Contexte scientifique
La destruction de l’habitat constitue l’une des principales causes de perte de biodiversité.
Pourtant, la manière dont ses différents aspects — perte d’habitat, augmentation du
nombre de fragments et isolement — affectent la diversité spécifique au sein des réseaux
écologiques complexes demeure encore mal comprise. La majorité des études se sont
concentrées soit sur une seule espèce (Rybicki & Hanski, 2013), soit sur des interactions
compétitives (Rybicki et al., 2020), soit sur des chaînes trophiques ou des réseaux trophiques
relativement simples (Liao, Bearup, & Blasius, 2017a; Liao, Bearup, Wang, et al., 2017). On
comprend donc mal comment les espèces intégrées dans des réseaux trophiques complexes
comportant plusieurs niveaux trophiques réagissent à l’altération de leur habitat.
La capacité des espèces à faire face à la destruction de l’habitat dépend en grande partie de
leurs traits écologiques, en particulier de leur mobilité et de leurs besoins énergétiques. Les
distances de déplacement (foraging, dispersion, migration) augmentent généralement avec
la taille corporelle, en lien avec des contraintes métaboliques et des coûts énergétiques plus
élevés. Les grands consommateurs et les espèces de haut niveau trophique perçoivent leur
environnement à un grain spatial plus grossier et doivent parcourir de grandes surfaces pour
satisfaire leurs besoins énergétiques.
La diminution de la surface totale habitable dans un paysage ou de la taille des patchs peut
limiter la taille des populations et la production de biomasse, conduisant à des extinctions
locales, voire à des extinctions en cascade (Sandor et al., 2022). La persistance des espèces à
l’échelle du paysage repose alors sur leur capacité de dispersion et sur les effets de « spatial
rescue » (Brown & Kodric-Brown, 1977). Or, lorsque les habitats deviennent rares et isolés,
les organismes doivent disperser sur de plus longues distances, ce qui accroît la mortalité par
dispersion et augmente les risques d’extinction.

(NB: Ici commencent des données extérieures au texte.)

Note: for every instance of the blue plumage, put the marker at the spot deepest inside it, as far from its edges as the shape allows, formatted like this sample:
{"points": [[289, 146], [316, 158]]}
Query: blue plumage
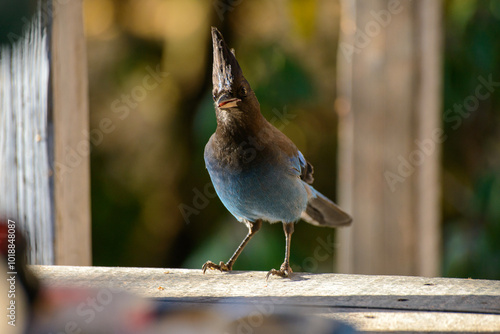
{"points": [[258, 173]]}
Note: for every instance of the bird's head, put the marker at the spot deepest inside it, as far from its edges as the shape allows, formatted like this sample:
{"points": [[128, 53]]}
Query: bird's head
{"points": [[231, 91]]}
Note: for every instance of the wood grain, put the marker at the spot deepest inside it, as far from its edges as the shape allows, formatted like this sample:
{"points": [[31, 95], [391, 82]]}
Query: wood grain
{"points": [[389, 97], [71, 147], [370, 303]]}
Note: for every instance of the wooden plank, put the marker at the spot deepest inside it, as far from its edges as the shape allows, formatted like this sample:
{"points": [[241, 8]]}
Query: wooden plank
{"points": [[25, 195], [71, 147], [389, 86], [370, 303]]}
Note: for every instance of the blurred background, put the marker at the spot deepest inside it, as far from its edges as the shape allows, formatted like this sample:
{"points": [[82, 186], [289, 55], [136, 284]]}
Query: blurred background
{"points": [[149, 67], [148, 172]]}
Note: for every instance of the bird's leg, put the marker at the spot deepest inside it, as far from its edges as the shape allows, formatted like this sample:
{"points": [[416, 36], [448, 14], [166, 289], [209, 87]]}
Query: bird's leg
{"points": [[285, 269], [253, 227]]}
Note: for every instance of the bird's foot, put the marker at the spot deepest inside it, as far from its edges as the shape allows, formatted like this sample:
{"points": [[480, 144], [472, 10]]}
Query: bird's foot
{"points": [[221, 266], [285, 271]]}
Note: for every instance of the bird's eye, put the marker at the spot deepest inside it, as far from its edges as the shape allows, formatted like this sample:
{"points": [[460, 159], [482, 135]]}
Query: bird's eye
{"points": [[242, 92]]}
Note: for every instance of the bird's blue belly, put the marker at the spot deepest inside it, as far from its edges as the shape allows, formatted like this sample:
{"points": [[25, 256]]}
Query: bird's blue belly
{"points": [[264, 192]]}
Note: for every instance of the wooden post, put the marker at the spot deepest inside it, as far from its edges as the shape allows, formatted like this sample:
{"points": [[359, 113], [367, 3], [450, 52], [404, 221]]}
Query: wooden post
{"points": [[71, 146], [44, 151], [389, 103]]}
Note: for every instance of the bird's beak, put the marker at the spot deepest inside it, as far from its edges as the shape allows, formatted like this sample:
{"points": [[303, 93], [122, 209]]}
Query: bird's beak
{"points": [[225, 69], [225, 101]]}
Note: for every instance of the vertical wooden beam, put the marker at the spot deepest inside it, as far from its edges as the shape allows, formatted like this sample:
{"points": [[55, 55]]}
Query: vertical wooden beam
{"points": [[71, 147], [389, 88]]}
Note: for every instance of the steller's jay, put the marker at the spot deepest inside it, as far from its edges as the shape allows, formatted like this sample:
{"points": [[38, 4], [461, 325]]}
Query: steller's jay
{"points": [[258, 173]]}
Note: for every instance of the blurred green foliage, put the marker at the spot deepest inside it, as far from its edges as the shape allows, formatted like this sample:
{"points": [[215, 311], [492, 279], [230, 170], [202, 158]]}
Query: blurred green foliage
{"points": [[471, 154]]}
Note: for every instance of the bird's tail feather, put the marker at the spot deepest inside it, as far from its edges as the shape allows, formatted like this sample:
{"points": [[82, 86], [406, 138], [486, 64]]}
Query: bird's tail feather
{"points": [[321, 211]]}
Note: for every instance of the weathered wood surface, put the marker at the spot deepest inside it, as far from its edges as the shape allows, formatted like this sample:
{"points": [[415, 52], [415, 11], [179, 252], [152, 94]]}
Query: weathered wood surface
{"points": [[389, 100], [25, 195], [370, 303], [71, 145]]}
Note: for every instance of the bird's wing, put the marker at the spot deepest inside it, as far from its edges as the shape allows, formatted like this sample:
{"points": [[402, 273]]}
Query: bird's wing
{"points": [[306, 169], [302, 168]]}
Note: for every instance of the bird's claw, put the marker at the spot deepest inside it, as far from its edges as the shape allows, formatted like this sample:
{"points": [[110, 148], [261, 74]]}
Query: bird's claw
{"points": [[285, 271], [210, 265]]}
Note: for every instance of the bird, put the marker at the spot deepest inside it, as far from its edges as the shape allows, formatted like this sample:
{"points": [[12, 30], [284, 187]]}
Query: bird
{"points": [[257, 171]]}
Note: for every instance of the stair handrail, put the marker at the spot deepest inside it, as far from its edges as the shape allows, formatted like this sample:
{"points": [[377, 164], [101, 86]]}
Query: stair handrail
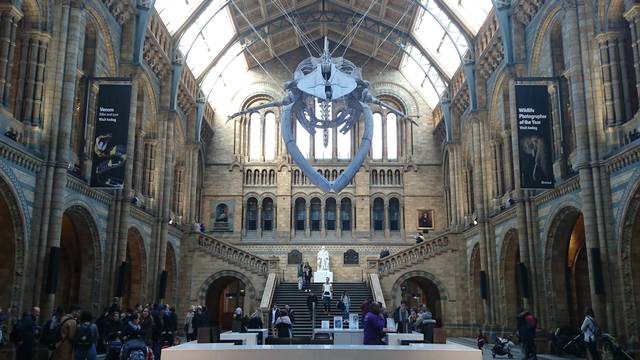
{"points": [[376, 289], [232, 254], [414, 254]]}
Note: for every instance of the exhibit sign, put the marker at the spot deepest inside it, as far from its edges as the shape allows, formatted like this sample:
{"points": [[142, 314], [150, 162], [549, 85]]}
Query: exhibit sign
{"points": [[534, 136], [109, 153]]}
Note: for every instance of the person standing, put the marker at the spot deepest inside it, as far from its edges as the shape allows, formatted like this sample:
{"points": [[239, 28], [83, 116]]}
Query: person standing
{"points": [[86, 338], [64, 348], [27, 331], [327, 293], [591, 331], [526, 325]]}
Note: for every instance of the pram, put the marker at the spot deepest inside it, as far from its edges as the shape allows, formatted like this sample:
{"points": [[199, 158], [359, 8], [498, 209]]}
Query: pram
{"points": [[502, 347]]}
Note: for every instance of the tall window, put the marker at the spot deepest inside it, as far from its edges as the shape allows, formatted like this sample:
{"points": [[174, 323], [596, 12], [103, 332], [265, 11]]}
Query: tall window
{"points": [[270, 137], [315, 212], [394, 214], [378, 214], [252, 214], [300, 214], [345, 214], [376, 142], [392, 136], [267, 214], [254, 137], [303, 139], [330, 214]]}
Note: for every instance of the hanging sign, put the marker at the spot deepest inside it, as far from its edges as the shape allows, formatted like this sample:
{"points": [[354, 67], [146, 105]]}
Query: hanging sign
{"points": [[111, 136], [534, 136]]}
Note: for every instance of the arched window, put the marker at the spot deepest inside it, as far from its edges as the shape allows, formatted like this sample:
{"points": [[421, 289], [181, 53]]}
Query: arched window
{"points": [[392, 136], [254, 137], [315, 212], [252, 214], [378, 214], [376, 142], [270, 137], [300, 214], [394, 214], [267, 214], [345, 214], [330, 214]]}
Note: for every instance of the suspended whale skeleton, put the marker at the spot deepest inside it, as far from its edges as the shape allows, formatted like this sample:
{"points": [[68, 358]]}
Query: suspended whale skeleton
{"points": [[332, 81]]}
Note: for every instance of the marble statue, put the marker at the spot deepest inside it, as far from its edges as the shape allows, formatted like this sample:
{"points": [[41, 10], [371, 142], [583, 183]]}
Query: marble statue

Dans ce contexte, les espèces à forte capacité de dispersion pourraient bénéficier d’un
avantage dans les paysages fragmentés, contrairement aux espèces à dispersion limitée, plus
exposées à l’isolement. Cependant, les espèces de haut niveau trophique, malgré leur
mobilité, restent particulièrement sensibles à l’isolement (Liao, Bearup, & Blasius, 2017a), en
raison de la disponibilité réduite de leurs proies et de la forte instabilité de leurs dynamiques
dans un environnement changeant (Liao, Bearup, & Blasius, 2017b).
Ainsi, les réponses à la destruction de l’habitat varient selon les traits d’histoire de vie et le
niveau trophique des espèces. On s’attend notamment à ce que certains groupes soient
particulièrement vulnérables : d’une part, les consommateurs de bas niveau trophique avec
une faible capacité de dispersion, et d’autre part, les prédateurs supérieurs contraints par
des besoins énergétiques élevés et une dépendance forte aux ressources.
Objectif du stage et méthodologie employée
L’objectif du stage est de comprendre, à l’aide de modèles mathématiques et de simulations,
comment la perte d’habitat impacte les dynamiques des métacommunautés proie-prédateur
dans un premier temps, puis des chaînes voire des réseaux trophiques dans un second
temps. Trois modèles de métacommunauté spatialement explicites ont déjà été développés
(Python). Ils permettent de prendre en compte différentes dynamiques spatiales (foraging
local ou régional, différentes niches géographiques entre espèces). L’étudiant développera
différents scénarios de perte d’habitat (diminution de la surface totale habitable et
diminution de la taille des patchs) ; et appliquera ces scénarios aux modèles afin de
comprendre comment les capacités de dispersion et de foraging des espèces influencent
leur réponse à la perte d’habitat. Ces réponses pourront également varier selon le niveau
trophique des espèces considérées. Ensuite, l’étudiant pourra étudier l’impact de la perte
d’habitat sur la structure des réseaux trophiques, et sur les propriétés moyennes des
espèces.
Profil souhaité
Nous recherchons un·e candidat·e en M2 en écologie avec une forte composante théorique ou
en M2 de mathématiques pour les sciences de la vie, avec un goût pour le questionnement
théorique et des compétences en modélisation (systèmes dynamiques).
Candidater
Le stage commencera début 2026 et peut durer jusqu’à six mois, selon les modalités du
master. Il se déroulera à iEES-Paris, dans l’équipe Dynamique des réseaux écologiques
(DYNECO), sur le campus de Jussieu. Les candidatures seront examinées à partir du 6
octobre. Pour candidater, merci d’envoyer un CV, une lettre de motivation ainsi que vos
relevés de notes de master aux trois encadrants.
Bibliographie
Brown, J. H., & Kodric-Brown, A. (1977). Turnover Rates in Insular Biogeography: Effect of
Immigration on Extinction. Ecology, 58(2), 445–449. https://doi.org/10.2307/1935620
Liao, J., Bearup, D., & Blasius, B. (2017a). Diverse responses of species to landscape
fragmentation in a simple food chain. Journal of Animal Ecology, 86(5), 1169–1178.
https://doi.org/10.1111/1365-2656.12702
Liao, J., Bearup, D., & Blasius, B. (2017b). Food web persistence in fragmented landscapes.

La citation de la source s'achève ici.